Demek istediğini anladım da örnek hatalı.. Bir yazılım, kendisine verilen yetkinin dışına çıkamaz. Yani yapay zeka dünyayı hiçbir zaman ele geçiremeyecek. :D

Velhasıl kelam, yani sen bizi yazılım olarak görüyorsan, Tanrı varlığına inanıyorsun demektir.

Eğer farklı boyutlardan bahsedecek isek, bilincimiz ve yaşam süremiz kozmik ölçekte neredeyse yer kaplamaz. Bu yüzden bilincimizin farklı boyutlarda oluşma olasılığı mevcuttur.

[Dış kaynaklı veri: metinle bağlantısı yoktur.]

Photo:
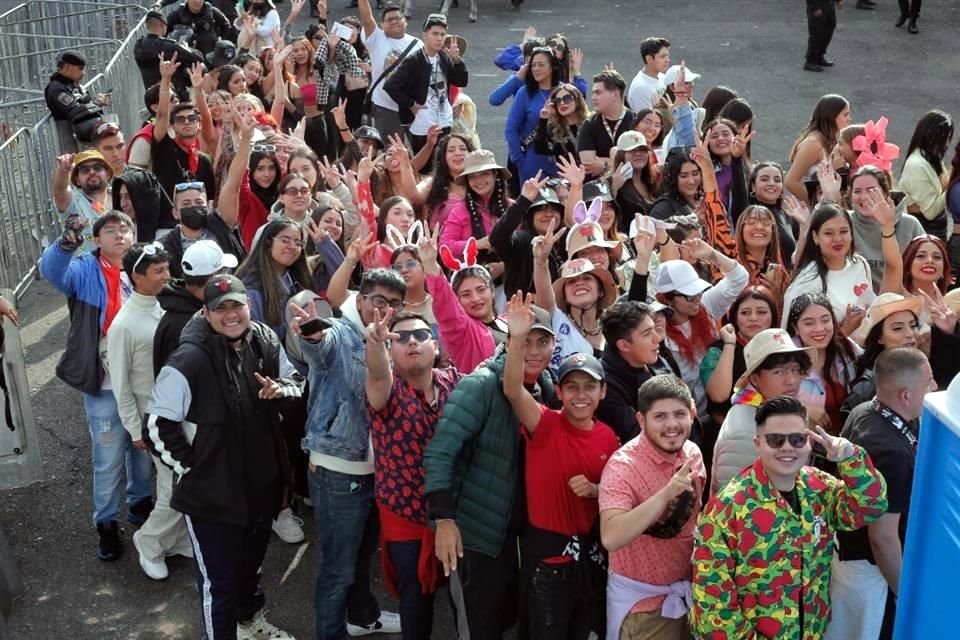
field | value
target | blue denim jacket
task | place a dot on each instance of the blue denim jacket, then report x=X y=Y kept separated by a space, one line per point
x=337 y=420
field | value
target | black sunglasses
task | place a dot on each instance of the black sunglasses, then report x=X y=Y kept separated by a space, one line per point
x=776 y=440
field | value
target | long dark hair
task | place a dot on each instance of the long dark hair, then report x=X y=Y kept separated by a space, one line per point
x=839 y=346
x=258 y=271
x=932 y=137
x=811 y=252
x=556 y=72
x=442 y=179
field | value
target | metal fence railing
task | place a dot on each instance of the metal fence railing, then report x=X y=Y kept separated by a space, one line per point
x=31 y=36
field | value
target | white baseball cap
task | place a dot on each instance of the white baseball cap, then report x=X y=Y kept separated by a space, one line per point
x=205 y=258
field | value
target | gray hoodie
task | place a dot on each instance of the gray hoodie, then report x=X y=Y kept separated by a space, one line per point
x=866 y=238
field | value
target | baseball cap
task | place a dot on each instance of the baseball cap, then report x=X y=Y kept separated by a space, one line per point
x=680 y=276
x=584 y=362
x=205 y=258
x=223 y=288
x=765 y=344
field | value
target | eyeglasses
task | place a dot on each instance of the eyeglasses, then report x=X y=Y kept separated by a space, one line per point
x=90 y=168
x=409 y=265
x=420 y=335
x=776 y=440
x=379 y=302
x=191 y=117
x=148 y=250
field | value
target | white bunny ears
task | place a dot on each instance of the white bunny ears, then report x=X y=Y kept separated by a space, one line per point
x=396 y=239
x=581 y=214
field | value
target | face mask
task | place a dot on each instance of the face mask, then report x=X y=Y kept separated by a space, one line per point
x=193 y=217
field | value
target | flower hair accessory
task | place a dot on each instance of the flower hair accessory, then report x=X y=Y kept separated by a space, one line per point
x=581 y=214
x=396 y=239
x=873 y=146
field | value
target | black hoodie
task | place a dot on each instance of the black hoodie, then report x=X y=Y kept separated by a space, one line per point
x=151 y=206
x=179 y=306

Bu içeriği görüntülemek için üçüncü taraf çerezlerini yerleştirmek için izninize ihtiyacımız olacak.
Daha detaylı bilgi için, çerezler sayfamıza bakınız.
 
Son düzenleme:
Eğer somut bir delil olsaydı bu inanç olmazdı kısaca, tanrının varlığı kanıtlanmış olsa herkes inanmak zorunda kalacağından bu iman değil itaat sınaması olurdu. Asıl sınama bunca belirsizlik içerisinde bir tanrı olup olmadığını düşünmek, araştırmak, bir sonuca varmak. Kararlarınızda farkında olmasanız da çevrenin ve duyduğunuz düşüncelerin etkisi çok fazla, bu yüzden bu konuları kafasında fikrini değiştirmemeye inat eden bir şey bilmeyen, başkalarının dediğini tekrar etmekten başka bir şey yapmayan insanlarla tartışmak yerine din felsefesiyle ilgilenen, nadirde olsa bilgili ve bilgisini paylaşmayı seven imamlarla tartışmalıyız. Bir de hikayeden kastınızı yanlış anlamadıysam mucizeler gibi soru işaretine neden olan konular hakkında pek düşünmemenizi öneririm, hadiste belirtildiği gibi:
"İnsanlara anlayacakları şeyleri anlatın. Allah ve Rasulü'nün yalanlanmasını ister misiniz?"
İyi de hocam madem Allah dediğinizden dolayı kanıt koymak istemedi neden evreni örnek gösterip imana dönmemizi istedi?
 
Hayatın en büyük gizemi.
Beni çok korkutuyor. Benim istediğim şey cennet değil. Sonsuz bir hiçlik istiyorum. Gece başını yastığa koyduğunda ve sabah gözlerini açtığında o arada kalan süredeki hiçlik işte. Yok olmak.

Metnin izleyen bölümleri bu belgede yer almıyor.